This amount is almost seven times the fines imposed in 2020. EU data protection authorities have imposed fines of $ 1.25 billion for breaches of the EU’s General Data Protection Regulation since January 28, 2021, law firm DLA Piper said in a publication Tuesday report.
The provisions of the GDPR have been in force in the European Union since 2018. According to them, all companies operating in the EU are required to demonstrate a clear legal basis for collecting and processing personal data of their clients. Additionally, companies must also notify authorities of any data privacy breach within 72 hours of recording such an incident.
Failure to comply with these rules may result in the imposition of a large fine on the entity – up to 4%. company annual global revenues or EUR 20 million, whichever is greater.

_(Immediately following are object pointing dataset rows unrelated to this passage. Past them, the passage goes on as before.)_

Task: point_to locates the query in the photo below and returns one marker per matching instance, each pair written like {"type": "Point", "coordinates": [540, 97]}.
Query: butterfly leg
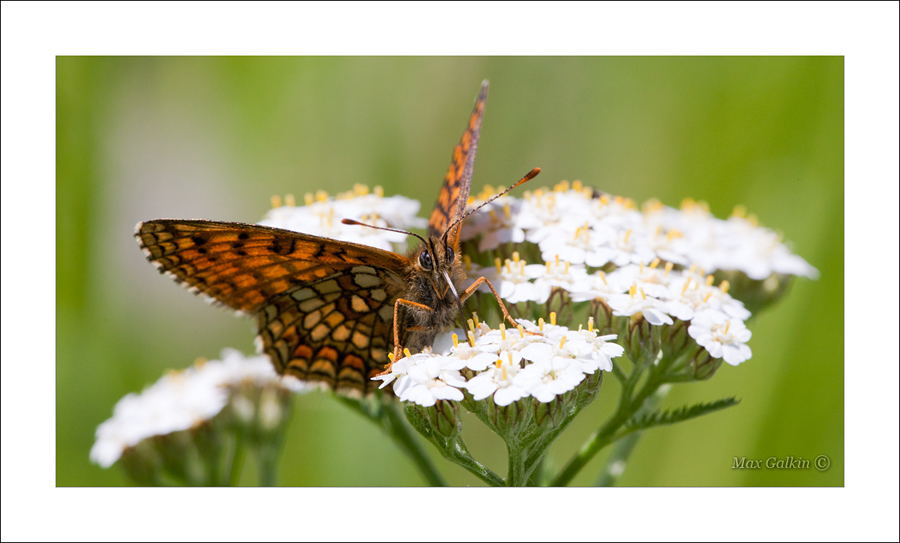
{"type": "Point", "coordinates": [398, 348]}
{"type": "Point", "coordinates": [471, 290]}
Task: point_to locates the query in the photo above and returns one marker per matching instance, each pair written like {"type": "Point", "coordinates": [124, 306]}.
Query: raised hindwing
{"type": "Point", "coordinates": [451, 202]}
{"type": "Point", "coordinates": [324, 307]}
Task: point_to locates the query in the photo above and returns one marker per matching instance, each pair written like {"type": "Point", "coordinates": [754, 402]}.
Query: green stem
{"type": "Point", "coordinates": [614, 466]}
{"type": "Point", "coordinates": [399, 432]}
{"type": "Point", "coordinates": [607, 433]}
{"type": "Point", "coordinates": [516, 474]}
{"type": "Point", "coordinates": [385, 414]}
{"type": "Point", "coordinates": [456, 452]}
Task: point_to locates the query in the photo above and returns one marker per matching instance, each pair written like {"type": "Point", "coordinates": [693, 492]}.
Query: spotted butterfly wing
{"type": "Point", "coordinates": [324, 307]}
{"type": "Point", "coordinates": [451, 202]}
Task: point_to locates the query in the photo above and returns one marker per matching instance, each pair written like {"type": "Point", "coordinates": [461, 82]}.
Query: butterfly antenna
{"type": "Point", "coordinates": [528, 177]}
{"type": "Point", "coordinates": [357, 223]}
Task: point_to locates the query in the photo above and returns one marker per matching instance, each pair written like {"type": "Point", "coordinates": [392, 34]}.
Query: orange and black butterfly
{"type": "Point", "coordinates": [329, 311]}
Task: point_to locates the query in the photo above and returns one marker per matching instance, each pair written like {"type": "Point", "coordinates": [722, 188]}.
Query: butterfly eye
{"type": "Point", "coordinates": [425, 260]}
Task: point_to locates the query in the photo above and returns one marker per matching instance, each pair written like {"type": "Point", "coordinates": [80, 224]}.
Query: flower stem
{"type": "Point", "coordinates": [615, 464]}
{"type": "Point", "coordinates": [458, 453]}
{"type": "Point", "coordinates": [399, 432]}
{"type": "Point", "coordinates": [628, 406]}
{"type": "Point", "coordinates": [516, 474]}
{"type": "Point", "coordinates": [385, 414]}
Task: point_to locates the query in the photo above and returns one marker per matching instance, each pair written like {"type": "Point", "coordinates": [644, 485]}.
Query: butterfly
{"type": "Point", "coordinates": [330, 311]}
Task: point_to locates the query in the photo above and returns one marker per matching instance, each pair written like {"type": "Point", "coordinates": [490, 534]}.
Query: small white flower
{"type": "Point", "coordinates": [512, 281]}
{"type": "Point", "coordinates": [625, 305]}
{"type": "Point", "coordinates": [178, 401]}
{"type": "Point", "coordinates": [565, 356]}
{"type": "Point", "coordinates": [723, 337]}
{"type": "Point", "coordinates": [571, 278]}
{"type": "Point", "coordinates": [545, 379]}
{"type": "Point", "coordinates": [499, 382]}
{"type": "Point", "coordinates": [429, 380]}
{"type": "Point", "coordinates": [585, 244]}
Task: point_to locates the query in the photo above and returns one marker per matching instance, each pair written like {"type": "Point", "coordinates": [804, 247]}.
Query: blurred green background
{"type": "Point", "coordinates": [214, 138]}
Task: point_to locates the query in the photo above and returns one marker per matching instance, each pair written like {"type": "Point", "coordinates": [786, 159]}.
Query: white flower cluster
{"type": "Point", "coordinates": [575, 231]}
{"type": "Point", "coordinates": [570, 224]}
{"type": "Point", "coordinates": [178, 401]}
{"type": "Point", "coordinates": [507, 364]}
{"type": "Point", "coordinates": [322, 215]}
{"type": "Point", "coordinates": [658, 294]}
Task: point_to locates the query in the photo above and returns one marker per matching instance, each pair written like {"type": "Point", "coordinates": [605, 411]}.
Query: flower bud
{"type": "Point", "coordinates": [703, 366]}
{"type": "Point", "coordinates": [550, 413]}
{"type": "Point", "coordinates": [441, 419]}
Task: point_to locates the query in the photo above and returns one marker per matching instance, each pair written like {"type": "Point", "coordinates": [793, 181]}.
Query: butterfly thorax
{"type": "Point", "coordinates": [431, 264]}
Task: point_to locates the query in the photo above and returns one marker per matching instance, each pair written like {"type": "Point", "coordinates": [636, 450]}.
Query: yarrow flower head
{"type": "Point", "coordinates": [537, 359]}
{"type": "Point", "coordinates": [182, 400]}
{"type": "Point", "coordinates": [322, 215]}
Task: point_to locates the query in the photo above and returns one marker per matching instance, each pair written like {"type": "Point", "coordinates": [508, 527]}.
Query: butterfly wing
{"type": "Point", "coordinates": [451, 202]}
{"type": "Point", "coordinates": [324, 307]}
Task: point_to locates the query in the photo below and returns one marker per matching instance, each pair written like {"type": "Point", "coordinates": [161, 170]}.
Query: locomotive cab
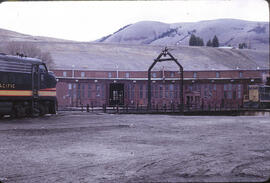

Big Tech companies have accepted the most penalties for violating the GDPR
The Luxembourg privacy regulator fined Amazon € 746 million ($ 850 million), while authorities in Ireland fined WhatsApp Inc. (Meta Platforms) fined EUR 225 million. Both companies are in the process of appealing the appropriate fines.
Companies often indicate that the GDPR regulations have a few imprecise issues. Including cross-border data transfers between the EU and the US. In 2020, the European Court of Justice issued a seismic ruling invalidating the application of the Privacy Shield framework, the legal framework for transmitting data across the Atlantic. The ruling was named “Schrems II” after the Austrian privacy activist Max Schrems who originally opened the case.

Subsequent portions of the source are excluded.